Saugy: Wir werden uns größte Mühe geben, um der FIFA die Ergebnisse vor dem nächsten Spiel zu liefern. Dies ist Bestandteil des Vertrags und eindeutig unser Ziel.

Ist das nicht ein riesige Herausforderung, eine so große Anzahl von Tests in so kurzer Zeit durchzuführen?
Saugy: Es ist in der Tat eine große Herausforderung für uns, doch wir sind bereits an diese Art von Großveranstaltungen gewöhnt. Unser Labor ist in das CHUV (Universitätskrankenhaus Lausanne) eingeschlossen und wird auch für Notfalldienste verwendet. Und die guten Beziehungen, die wir zur FIFA haben, sind ebenfalls sehr hilfreich. Seit dem Entzug der Akkreditierung für das Labor in Rio haben wir mit Professor Dvorak sorgfältig alle Analysen und die Organisation vorbereitet, um die Proben in ordnungsgemäßem Zustand zu erhalten und sie zu analysieren, sobald sie im Labor ankommen. Das ist eine Herausforderung, doch das Team des Labors ist stolz darauf, Teil dieses Ereignisses zu sein.

Der Fussball wird oft dafür kritisiert, im Kampf gegen Doping nicht genug zu unternehmen. Was würden Sie auf solche Kritik antworten?
Dvorak: Die Medizinische Kommission der FIFA ist auf der Grundlage der Gespräche mit anderen Sportverbänden der Ansicht, dass sich unsere Strategie auszahlt, uns auf die Aufklärung und Vorbeugung in Kombination mit einem strikten Kontrollprogramm während und außerhalb des Wettbewerbs zu konzentrieren. Die Einführung des biologischen Profils für die FIFA Fussball-Weltmeisterschaft einschließlich Blut- und Steroid-Parameter zeigt, dass wir diese Strategie im Kampf gegen Doping konsequent weiterverfolgen. Wenn wir die Statistiken der Welt-Anti-Doping-Agentur betrachten, können wir sehen, dass der Fussball bezüglich der Anzahl der Anti-Doping-Tests – etwa 30.000 Tests jährlich – weltweit der Sport Nummer eins ist und die Anzahl der positiven Fälle im Vergleich zu anderen Sportarten sehr gering ist.

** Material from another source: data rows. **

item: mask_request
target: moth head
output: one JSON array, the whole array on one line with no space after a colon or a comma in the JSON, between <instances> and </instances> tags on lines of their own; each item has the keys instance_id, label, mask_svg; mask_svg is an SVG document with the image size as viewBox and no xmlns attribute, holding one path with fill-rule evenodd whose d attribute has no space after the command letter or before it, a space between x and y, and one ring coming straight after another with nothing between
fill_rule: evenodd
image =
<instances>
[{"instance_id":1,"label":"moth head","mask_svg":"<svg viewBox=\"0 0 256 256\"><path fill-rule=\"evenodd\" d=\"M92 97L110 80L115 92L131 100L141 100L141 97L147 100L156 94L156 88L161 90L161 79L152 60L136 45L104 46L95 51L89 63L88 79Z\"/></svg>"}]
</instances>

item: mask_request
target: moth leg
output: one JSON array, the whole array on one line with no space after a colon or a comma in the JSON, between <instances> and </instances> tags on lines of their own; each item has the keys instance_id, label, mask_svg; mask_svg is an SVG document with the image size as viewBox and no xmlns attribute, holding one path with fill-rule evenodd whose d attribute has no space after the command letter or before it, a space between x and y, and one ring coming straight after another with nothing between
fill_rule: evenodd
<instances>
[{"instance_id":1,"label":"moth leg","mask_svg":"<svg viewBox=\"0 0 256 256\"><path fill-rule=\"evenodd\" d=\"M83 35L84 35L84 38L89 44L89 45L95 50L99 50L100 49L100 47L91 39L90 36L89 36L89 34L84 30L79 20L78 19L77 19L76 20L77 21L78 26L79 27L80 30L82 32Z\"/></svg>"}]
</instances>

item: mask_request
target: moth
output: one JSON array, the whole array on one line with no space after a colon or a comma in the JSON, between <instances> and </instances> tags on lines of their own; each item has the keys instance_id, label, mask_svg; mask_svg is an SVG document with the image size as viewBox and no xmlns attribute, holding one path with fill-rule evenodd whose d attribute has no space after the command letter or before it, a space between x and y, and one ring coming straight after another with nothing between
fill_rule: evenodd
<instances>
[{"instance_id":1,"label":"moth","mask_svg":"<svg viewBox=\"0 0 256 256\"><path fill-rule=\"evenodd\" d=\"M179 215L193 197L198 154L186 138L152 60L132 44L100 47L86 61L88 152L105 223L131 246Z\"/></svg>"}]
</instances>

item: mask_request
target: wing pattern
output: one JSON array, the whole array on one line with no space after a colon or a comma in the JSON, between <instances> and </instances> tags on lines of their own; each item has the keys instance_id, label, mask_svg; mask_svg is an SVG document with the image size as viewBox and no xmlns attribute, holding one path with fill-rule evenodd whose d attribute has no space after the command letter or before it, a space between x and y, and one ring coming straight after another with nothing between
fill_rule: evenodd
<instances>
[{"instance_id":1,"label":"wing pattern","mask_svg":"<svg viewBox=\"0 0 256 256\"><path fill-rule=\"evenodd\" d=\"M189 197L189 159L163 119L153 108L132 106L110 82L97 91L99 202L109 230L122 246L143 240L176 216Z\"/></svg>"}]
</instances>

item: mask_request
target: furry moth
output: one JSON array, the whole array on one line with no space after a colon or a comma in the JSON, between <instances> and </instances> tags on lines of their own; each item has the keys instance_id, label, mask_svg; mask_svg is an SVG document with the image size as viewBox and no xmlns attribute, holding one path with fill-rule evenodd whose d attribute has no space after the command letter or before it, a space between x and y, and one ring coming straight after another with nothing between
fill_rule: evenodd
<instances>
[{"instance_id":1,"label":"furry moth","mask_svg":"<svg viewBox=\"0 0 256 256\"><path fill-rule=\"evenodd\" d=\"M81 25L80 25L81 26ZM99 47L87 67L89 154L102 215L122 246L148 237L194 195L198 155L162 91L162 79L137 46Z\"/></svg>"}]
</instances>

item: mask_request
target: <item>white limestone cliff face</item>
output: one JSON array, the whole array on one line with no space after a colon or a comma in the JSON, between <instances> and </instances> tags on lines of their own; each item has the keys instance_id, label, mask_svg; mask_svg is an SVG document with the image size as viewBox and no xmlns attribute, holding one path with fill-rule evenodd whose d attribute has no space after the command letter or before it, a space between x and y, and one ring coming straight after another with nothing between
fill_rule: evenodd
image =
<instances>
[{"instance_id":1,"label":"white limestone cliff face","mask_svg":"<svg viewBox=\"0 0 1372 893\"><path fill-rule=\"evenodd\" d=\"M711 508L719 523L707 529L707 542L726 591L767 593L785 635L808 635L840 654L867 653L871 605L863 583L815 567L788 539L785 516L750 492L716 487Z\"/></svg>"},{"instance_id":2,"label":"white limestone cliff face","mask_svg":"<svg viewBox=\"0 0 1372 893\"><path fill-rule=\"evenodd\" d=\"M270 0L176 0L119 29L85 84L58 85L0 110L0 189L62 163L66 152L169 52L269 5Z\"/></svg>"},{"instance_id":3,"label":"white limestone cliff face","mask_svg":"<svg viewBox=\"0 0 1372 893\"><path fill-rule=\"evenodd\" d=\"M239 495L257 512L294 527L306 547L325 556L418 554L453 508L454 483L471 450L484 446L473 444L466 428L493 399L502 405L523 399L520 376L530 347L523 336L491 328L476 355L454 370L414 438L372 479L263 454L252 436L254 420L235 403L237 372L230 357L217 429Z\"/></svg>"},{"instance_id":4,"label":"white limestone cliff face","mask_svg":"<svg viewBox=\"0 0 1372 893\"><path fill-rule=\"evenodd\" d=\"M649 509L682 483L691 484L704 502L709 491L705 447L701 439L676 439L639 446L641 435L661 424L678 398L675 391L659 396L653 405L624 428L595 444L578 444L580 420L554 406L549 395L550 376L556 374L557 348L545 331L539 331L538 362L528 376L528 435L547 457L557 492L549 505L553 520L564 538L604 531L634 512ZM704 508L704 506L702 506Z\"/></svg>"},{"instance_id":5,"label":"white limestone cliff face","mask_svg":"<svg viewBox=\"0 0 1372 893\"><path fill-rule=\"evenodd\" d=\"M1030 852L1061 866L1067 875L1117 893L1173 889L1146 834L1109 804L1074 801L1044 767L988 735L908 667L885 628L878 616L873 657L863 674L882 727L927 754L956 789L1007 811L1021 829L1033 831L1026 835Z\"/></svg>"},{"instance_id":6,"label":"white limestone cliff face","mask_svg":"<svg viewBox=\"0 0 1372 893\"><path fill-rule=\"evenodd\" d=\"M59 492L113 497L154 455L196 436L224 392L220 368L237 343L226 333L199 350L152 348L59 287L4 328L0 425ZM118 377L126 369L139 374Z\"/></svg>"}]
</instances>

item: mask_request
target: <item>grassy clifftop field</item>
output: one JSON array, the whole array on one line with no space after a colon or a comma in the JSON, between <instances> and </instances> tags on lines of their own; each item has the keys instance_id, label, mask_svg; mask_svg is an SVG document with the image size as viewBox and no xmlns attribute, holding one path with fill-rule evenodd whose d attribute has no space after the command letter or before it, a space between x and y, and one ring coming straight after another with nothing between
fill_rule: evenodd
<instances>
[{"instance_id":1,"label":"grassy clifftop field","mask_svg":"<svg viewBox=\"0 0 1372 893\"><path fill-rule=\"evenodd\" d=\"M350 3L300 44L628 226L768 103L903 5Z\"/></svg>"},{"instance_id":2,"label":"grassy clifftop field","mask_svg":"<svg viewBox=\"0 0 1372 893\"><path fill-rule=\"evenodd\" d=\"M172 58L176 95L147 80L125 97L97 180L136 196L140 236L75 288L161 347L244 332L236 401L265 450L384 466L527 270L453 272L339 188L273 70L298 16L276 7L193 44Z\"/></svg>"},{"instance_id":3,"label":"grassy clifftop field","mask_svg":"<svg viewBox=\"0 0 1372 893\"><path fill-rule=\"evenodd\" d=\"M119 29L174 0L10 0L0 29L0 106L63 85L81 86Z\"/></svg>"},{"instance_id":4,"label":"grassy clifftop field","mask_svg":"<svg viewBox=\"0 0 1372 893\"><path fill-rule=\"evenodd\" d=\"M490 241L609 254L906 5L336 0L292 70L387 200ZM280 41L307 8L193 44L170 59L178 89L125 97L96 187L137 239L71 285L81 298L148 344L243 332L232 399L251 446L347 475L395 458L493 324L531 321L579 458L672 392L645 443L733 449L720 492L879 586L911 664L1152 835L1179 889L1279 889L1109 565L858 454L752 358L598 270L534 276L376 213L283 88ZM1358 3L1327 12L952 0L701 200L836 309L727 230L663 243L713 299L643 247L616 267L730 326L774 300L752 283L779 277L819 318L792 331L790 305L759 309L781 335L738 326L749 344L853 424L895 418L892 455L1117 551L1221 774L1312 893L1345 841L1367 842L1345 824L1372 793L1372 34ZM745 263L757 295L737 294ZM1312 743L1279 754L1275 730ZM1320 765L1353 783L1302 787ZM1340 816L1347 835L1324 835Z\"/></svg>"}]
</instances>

Saugy: Die FIFA investiert seit vielen Jahren in die Anti-Doping-Forschung. Unser Labor arbeitet seit der Weltmeisterschaft 1998 in Frankreich mit der FIFA und Professor Dvorak zusammen, um die besten Strategien im Anti-Doping-Kampf zu erstellen. Schon bei der WM 2002 in Korea/Japan nahm die FIFA als erster internationaler Verband Blutproben und führte die EPO-Tests im Fussball ein. Ihre Vorreiterrolle bei der Einführung der biologischen Kontrolle ist auch eine Folge jahrelanger Forschung in der Erstellung von Steroidprofilen von Fussballern.